The Geneva International Motor Show has always been a bucket list item for me, but at the same time it’s been hard for me to justify the trip across the pond due to my experiences with auto shows in the United States. This is Speedhunters after all, and generally speaking there is not much speed to be found at shows which mostly focus on economy and regular passenger cars, hence why specialist events like SEMA and the Tokyo Auto Salon are our priority.
But being on the Geneva show floor really changed my perception of car shows in general. In my last two posts I showed you some of my favorite cars at the Swiss event, but this time around I want to touch on what it was like to actually be there.
It’s no secret that my favorite booth belonged to RUF. Not only could you stuff your face full of Bavarian delights including sausages and cheese, but it came with a beautiful view.
RUF definitely offered the premium car show experience, helped along by every car in its booth being a bit of a dream for all us P-car fans.
Not only did RUF have the original 1987 CTR, but the CTR2 as well as the CTR3 supercar.
The inspiration for my wheels on Project 996 Turbo came from the RUF wheels on the CTR2. I just love how simple yet unique they are, not to mention so easy to clean.
The stand was always packed full of showgoers and photographers, so I had to come early in the morning to snap a few shots without the massive crowds.
I attended on the media days, which meant the press room was always packed out. I shot this first thing in the morning, and there were already barely enough seats; most of the time I just had to sit on the floor to work on pictures. If you guys could only enjoy the odor that this room produced…
Of all the booths, Ford had one of the best. This had a lot to do with the heritage cars on display.
I already touched on my favorite Ford in the first Geneva post, but there were many more historic machines to drool over.
While the cars were the main attraction, it was actually another aspect of the booth that was creating the biggest frenzy.
There was a station that allowed anyone to assemble their own Ford Racing driver Lego mini figure. The journalists were ravenous; if you were not careful you could easily lose a finger.
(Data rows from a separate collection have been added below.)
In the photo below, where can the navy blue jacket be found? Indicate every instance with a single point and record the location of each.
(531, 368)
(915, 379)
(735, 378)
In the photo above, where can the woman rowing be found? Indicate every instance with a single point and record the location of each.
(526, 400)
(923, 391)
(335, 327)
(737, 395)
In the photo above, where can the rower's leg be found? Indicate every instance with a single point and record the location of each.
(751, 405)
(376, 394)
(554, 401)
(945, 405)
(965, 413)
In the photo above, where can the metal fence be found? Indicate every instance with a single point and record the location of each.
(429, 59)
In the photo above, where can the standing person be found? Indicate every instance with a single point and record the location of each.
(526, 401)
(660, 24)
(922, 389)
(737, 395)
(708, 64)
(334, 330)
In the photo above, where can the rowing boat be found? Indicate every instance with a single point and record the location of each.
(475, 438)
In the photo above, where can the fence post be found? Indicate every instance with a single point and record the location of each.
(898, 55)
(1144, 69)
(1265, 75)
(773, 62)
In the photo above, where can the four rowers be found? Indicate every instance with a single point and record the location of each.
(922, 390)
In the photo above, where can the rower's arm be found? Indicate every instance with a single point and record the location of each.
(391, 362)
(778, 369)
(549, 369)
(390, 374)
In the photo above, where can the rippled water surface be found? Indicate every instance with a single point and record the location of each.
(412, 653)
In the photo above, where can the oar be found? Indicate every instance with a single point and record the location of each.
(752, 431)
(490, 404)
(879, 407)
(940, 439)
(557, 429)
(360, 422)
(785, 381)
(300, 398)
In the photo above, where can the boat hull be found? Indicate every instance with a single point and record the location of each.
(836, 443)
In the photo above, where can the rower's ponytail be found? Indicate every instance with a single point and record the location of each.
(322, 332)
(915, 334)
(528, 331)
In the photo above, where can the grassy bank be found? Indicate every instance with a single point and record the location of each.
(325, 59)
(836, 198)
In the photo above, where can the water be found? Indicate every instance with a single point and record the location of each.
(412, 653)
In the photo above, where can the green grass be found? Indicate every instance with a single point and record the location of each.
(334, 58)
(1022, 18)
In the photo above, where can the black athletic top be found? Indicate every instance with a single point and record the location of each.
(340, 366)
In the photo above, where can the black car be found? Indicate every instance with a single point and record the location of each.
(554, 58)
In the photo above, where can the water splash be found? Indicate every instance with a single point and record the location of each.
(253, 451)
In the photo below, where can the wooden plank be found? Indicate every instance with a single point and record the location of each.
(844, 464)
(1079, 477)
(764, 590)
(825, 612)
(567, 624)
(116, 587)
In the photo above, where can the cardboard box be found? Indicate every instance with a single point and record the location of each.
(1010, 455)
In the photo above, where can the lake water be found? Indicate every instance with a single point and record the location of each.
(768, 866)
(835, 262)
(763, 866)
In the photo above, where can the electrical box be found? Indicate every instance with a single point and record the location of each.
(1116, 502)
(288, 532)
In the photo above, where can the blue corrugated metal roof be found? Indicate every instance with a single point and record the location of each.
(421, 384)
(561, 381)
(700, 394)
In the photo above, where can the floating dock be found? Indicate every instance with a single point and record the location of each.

I assembled three of the little guys before the craziness became too much.
Appropriately, there was also a Ford GT race car made entirely out of Lego bricks.
Generally speaking, I did pretty much the opposite of what every other journalist did, because getting clear shots of cars at an international auto show is always a mission.
The only issue with turning up too early is that many of the new car reveals are still covered up. Most of the time I had to wait for the press conferences to happen before the cars were actually unveiled.
That created a bit of an problem with the exclusive and popular brands; you just can’t get a clear shot no matter what. This was the best shot I could manage of the Ferrari Superfast.
Then there is some sort of silly exclusive club going on. For example, McLaren wouldn’t even let me step foot into its booth; you seemingly have to know someone who knows someone to get in. This sort of thing is exactly what I dislike about car shows.
Then there are those cars that are mobbed so badly the moment the show opens, which is what happened with the new GT3. This was honestly the best I could pull off without 10 camera dudes in the shot. Fun.
While there were both everyday cars as well as concept machines on display, I was so surprised by how many performance oriented aftermarket companies attended. KW Suspensions was right on the main floor, as were the tire manufacturers, not in some obscure room down the hallway as I had expected.
There was such a variety of crazy rides too, like this Maybach G-wagen. The base price was a little over $100,000 US, but the ‘options’ added five times that.
Around every corner there was something cool to check out.
From what I can tell, it seems more and more manufacturers are saving their new model debuts for this particular show.
And there is no better opportunity to rub shoulders with the big supercar and hypercar players.
Home base for me was the Toyota booth, not only because it had espresso flowing like water, but my friend Craig Taguchi from Toyota invited out me to the show. I used to work with him when he ran Drifting magazine about 12 years ago. Also hanging out was Sam Du, editor in chief of Super Street.
Toyota and Lexus had a huge presence on the show floor with their massive booths right alongside each other.
What caught my eye was the amount of racing hardware they collectively had on display.
If only the Hilux was available in North America…
Lunch served to the press every day with a view of an all-carbon RC F GT3? Why not.
I’ll leave you guys with a little Japanese flair. I ran into Kato-san of Liberty Walk on the show floor and he told me to come by his booth for a press conference.
I was surprised that Liberty Walk even had a booth, and even more intrigued by what was to be shown.
While the cars being revealed turned out to be nothing new, Kato-san did tell me that having a booth at the Geneva International Motor Show was always a dream of his.
So when the opportunity arose to fulfil that, he flew these two cars straight over from Japan.
The big announcement was that Liberty Walk was open for business in Europe. It was the most Japanese press conference ever, and I loved it.